El caballo se detuvo por completo y volvió la cara hacia ella desde el centro del cercado.
– Detente -dijo S.T. al instante.
Ella miró hacia atrás.
– Quédate donde estás -le indicó el hombre.
Ella miró hacia el caballo, que estaba dando resoplidos. Ambos parecían desconcertados, un tanto sorprendidos ante el súbito punto muerto alcanzado.
– Deja que descanse. Deja que se quede ahí todo el tiempo que quiera, pero en el momento que aparte la vista de ti, hazle reanudar la marcha.
Alguien tosió y el animal pegó un salto en dirección al sonido. Al instante, el látigo de Leigh se alzó y el caballo inició el trote a trompicones.
– Dale otra oportunidad -dijo S.T. tras unos momentos.
Leigh bajó el látigo y dio un paso para interrumpir la trayectoria del animal. El rucio movió la cabeza hacia dentro y, tras dar un bote, se detuvo y se quedó mirándola.
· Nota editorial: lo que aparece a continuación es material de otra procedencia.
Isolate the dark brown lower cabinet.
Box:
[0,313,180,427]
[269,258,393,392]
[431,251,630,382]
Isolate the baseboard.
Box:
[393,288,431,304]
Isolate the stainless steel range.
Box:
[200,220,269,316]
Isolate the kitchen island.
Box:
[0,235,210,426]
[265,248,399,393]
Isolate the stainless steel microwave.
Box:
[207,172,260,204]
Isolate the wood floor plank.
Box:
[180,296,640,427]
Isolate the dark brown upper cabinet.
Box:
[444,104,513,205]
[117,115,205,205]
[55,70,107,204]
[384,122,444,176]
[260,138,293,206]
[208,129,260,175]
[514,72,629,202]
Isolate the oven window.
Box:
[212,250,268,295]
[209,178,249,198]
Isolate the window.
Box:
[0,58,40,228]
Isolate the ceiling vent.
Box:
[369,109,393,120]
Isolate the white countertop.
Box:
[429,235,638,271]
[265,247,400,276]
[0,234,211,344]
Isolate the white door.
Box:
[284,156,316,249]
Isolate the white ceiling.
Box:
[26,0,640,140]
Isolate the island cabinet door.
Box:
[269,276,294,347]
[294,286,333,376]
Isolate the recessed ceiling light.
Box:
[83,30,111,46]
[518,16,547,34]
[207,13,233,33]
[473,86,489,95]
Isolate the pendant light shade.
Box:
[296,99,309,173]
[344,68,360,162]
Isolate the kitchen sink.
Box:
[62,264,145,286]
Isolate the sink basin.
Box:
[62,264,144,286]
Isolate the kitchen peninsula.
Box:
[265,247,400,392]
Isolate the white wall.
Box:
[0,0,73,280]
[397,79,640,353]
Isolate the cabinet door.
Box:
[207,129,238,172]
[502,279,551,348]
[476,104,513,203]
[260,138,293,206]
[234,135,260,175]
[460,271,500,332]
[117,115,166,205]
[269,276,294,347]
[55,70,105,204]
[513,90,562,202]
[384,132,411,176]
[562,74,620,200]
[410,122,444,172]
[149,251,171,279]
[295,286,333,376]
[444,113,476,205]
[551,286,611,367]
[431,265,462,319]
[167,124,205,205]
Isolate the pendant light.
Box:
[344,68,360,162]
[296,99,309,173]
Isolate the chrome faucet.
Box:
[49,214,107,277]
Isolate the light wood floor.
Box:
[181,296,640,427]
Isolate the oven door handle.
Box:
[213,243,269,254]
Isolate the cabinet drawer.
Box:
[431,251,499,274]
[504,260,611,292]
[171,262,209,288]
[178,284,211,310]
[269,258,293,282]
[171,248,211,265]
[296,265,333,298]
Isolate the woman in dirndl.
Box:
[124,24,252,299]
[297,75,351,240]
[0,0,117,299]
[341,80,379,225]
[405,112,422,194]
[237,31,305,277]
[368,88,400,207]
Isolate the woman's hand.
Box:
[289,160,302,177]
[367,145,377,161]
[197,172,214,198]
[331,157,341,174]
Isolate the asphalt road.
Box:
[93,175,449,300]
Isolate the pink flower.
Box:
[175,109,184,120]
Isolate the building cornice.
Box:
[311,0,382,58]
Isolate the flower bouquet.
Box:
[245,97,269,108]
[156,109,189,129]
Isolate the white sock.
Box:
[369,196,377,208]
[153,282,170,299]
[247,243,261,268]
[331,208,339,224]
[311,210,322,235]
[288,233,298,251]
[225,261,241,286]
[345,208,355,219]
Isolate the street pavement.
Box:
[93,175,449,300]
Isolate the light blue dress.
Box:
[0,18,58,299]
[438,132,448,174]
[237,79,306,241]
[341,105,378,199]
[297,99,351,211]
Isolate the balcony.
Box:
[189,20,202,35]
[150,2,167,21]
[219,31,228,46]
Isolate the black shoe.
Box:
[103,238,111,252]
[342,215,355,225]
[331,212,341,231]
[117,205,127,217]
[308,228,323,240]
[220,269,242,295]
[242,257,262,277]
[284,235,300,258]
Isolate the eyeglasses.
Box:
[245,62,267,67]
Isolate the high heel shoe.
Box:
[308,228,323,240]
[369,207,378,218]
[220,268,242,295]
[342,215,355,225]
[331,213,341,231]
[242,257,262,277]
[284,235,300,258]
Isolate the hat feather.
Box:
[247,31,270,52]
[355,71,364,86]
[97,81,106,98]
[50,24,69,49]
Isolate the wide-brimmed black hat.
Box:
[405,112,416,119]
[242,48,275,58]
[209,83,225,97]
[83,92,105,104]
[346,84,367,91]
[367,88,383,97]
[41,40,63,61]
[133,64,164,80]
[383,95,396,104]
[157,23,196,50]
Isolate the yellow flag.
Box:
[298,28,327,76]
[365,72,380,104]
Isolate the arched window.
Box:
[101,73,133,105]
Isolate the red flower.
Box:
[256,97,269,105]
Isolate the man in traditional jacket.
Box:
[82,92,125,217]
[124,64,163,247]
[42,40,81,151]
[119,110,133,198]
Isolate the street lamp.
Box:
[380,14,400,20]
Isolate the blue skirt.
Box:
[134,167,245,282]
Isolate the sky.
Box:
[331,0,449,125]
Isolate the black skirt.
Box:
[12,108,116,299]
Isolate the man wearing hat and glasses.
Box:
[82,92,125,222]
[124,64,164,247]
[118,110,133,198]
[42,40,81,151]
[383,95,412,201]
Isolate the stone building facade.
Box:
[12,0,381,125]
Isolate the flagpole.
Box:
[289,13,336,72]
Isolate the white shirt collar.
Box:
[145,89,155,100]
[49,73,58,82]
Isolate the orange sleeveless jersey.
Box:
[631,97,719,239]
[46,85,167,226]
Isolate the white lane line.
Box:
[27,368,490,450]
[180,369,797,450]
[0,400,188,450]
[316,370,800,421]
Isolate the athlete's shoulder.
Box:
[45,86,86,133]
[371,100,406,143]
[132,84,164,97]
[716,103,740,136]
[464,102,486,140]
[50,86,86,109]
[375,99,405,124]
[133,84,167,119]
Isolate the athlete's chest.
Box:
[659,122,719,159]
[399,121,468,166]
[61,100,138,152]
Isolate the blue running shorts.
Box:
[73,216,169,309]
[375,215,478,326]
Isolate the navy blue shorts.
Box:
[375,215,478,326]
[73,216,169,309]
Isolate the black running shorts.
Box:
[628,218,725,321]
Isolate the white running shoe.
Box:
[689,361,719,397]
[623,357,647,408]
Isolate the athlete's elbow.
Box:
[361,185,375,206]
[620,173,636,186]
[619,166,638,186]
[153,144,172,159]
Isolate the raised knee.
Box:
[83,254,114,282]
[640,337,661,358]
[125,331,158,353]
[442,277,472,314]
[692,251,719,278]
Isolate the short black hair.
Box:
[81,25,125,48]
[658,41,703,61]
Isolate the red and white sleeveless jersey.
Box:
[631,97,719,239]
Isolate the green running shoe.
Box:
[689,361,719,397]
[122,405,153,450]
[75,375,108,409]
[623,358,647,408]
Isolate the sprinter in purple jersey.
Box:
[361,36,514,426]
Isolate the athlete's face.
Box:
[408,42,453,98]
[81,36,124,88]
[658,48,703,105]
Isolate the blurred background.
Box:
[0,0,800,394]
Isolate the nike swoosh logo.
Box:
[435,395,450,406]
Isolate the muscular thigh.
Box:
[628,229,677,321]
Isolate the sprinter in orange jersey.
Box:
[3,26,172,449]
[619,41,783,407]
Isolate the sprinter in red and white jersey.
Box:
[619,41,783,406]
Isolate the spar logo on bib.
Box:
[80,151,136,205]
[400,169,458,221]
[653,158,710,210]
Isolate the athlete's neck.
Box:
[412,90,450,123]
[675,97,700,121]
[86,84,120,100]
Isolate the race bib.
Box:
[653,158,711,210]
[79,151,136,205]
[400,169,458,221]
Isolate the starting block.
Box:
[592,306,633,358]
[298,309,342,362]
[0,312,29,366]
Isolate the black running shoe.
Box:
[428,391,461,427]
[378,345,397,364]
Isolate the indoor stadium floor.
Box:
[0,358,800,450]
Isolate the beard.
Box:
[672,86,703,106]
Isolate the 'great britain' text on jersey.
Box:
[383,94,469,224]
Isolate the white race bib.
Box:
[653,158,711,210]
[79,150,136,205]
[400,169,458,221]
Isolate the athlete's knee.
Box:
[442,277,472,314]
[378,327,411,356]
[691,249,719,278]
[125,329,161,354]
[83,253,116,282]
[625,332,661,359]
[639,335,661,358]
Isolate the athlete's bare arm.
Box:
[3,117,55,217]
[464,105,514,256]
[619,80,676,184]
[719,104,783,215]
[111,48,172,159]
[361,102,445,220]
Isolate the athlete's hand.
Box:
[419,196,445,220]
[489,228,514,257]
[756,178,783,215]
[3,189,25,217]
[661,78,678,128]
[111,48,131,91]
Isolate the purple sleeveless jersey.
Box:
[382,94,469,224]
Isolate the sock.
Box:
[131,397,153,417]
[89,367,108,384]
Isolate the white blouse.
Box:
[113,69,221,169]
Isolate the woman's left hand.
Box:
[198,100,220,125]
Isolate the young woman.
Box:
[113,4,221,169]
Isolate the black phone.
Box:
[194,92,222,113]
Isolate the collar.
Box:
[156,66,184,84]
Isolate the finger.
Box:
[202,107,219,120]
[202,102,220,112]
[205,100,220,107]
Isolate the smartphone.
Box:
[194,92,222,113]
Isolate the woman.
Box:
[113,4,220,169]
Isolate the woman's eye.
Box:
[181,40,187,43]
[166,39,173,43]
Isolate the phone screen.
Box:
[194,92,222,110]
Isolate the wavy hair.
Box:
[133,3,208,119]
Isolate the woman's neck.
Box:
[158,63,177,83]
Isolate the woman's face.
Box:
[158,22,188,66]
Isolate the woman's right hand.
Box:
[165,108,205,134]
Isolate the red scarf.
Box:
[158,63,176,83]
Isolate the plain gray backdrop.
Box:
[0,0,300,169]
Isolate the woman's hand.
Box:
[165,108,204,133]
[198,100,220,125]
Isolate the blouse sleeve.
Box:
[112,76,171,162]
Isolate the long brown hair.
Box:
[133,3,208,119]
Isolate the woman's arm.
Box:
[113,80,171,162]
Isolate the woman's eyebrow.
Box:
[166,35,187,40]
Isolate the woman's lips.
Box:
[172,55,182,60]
– Muy bien -dijo S.T.-. Hazlo avanzar si aparta de ti su atención.
Pero el animal tomó una decisión. Se quedó quieto con los ollares dilatados, tragó aire con desesperación, los ojos clavados en Leigh. La joven se quedó inmóvil, por fin la tensión había abandonado su cuerpo.
Tras unos minutos, S.T. le dio instrucciones para que trazase con paso lento un círculo en torno al caballo. El animal movió la cabeza como atraído por un imán, cambió las patas traseras de lugar y giró hasta trazar un círculo completo para no perderla de vista.